How to Explain This in an Interview
If someone asks why a query is not using an index, the strongest short answer is not "we need an index." A stronger answer is: first I would check whether the predicate is sargable, whether the available index order matches the filter, whether the filter is selective enough to justify indexed access, and what the execution plan says about estimates and bottlenecks. That answer shows you understand both the SQL and the diagnostic process.
Related Reading
If the real issue is duplicate rows after a join rather than index usage, read Why SQL Joins Create Duplicate Rows and How to Fix Them Without Hiding the Problem. If your filter logic involves dates and timestamps, read SQL Date and Timestamp Interview Questions: Parsing, Bucketing, and Filtering Without Off-by-One Mistakes. If you are using a top-N or latest-row pattern as part of the query, read SQL Latest Row Per Group: ROW_NUMBER, QUALIFY, and Tie-Breakers That Keep Results Deterministic.
FAQ
Should I always add a new index when a query is slow?

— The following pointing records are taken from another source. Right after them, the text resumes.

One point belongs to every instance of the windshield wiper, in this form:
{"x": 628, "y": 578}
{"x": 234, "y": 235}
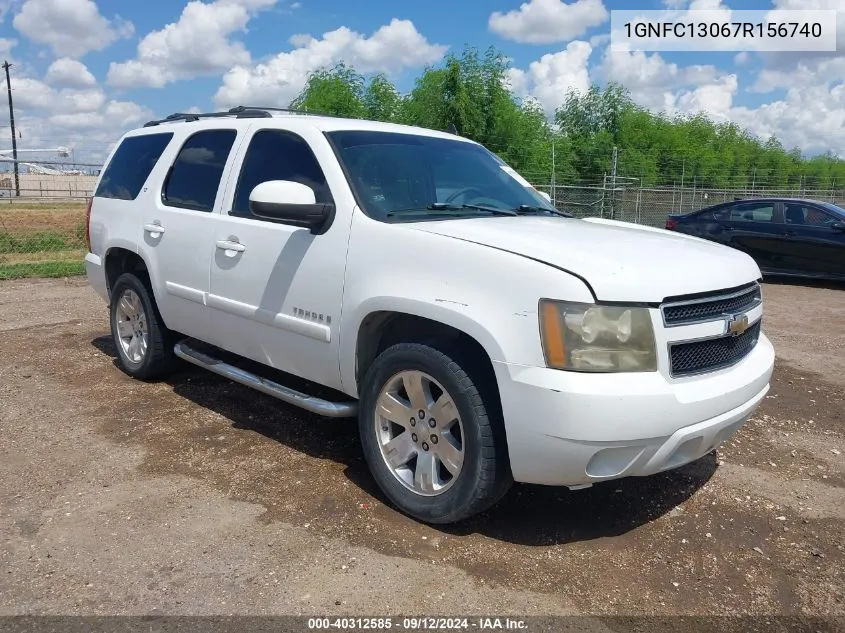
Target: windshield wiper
{"x": 450, "y": 209}
{"x": 525, "y": 209}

No. First check whether the query shape is blocking efficient use of an existing index, whether the filter is selective enough to justify an index, and whether the real bottleneck is later in the plan.
Is forcing an index a good fix?
Usually not as a first move. Hints can lock you into a plan that looks good for one data distribution and degrade later. Rewrite the predicate and read the plan before you reach for hints.
Do CTEs automatically stop indexes from working?
Not automatically. The real issue is how your database optimizes the final logical plan. Some engines inline CTEs aggressively, others materialize more often, and the only trustworthy answer is the plan in your engine.
Final Takeaway
Indexes get ignored when the query shape makes efficient lookup hard or when a scan is honestly cheaper. Keep predicates sargable, match composite index order to the real access pattern, and inspect the execution plan before you decide whether the fix is a rewrite, a different index, or something else entirely.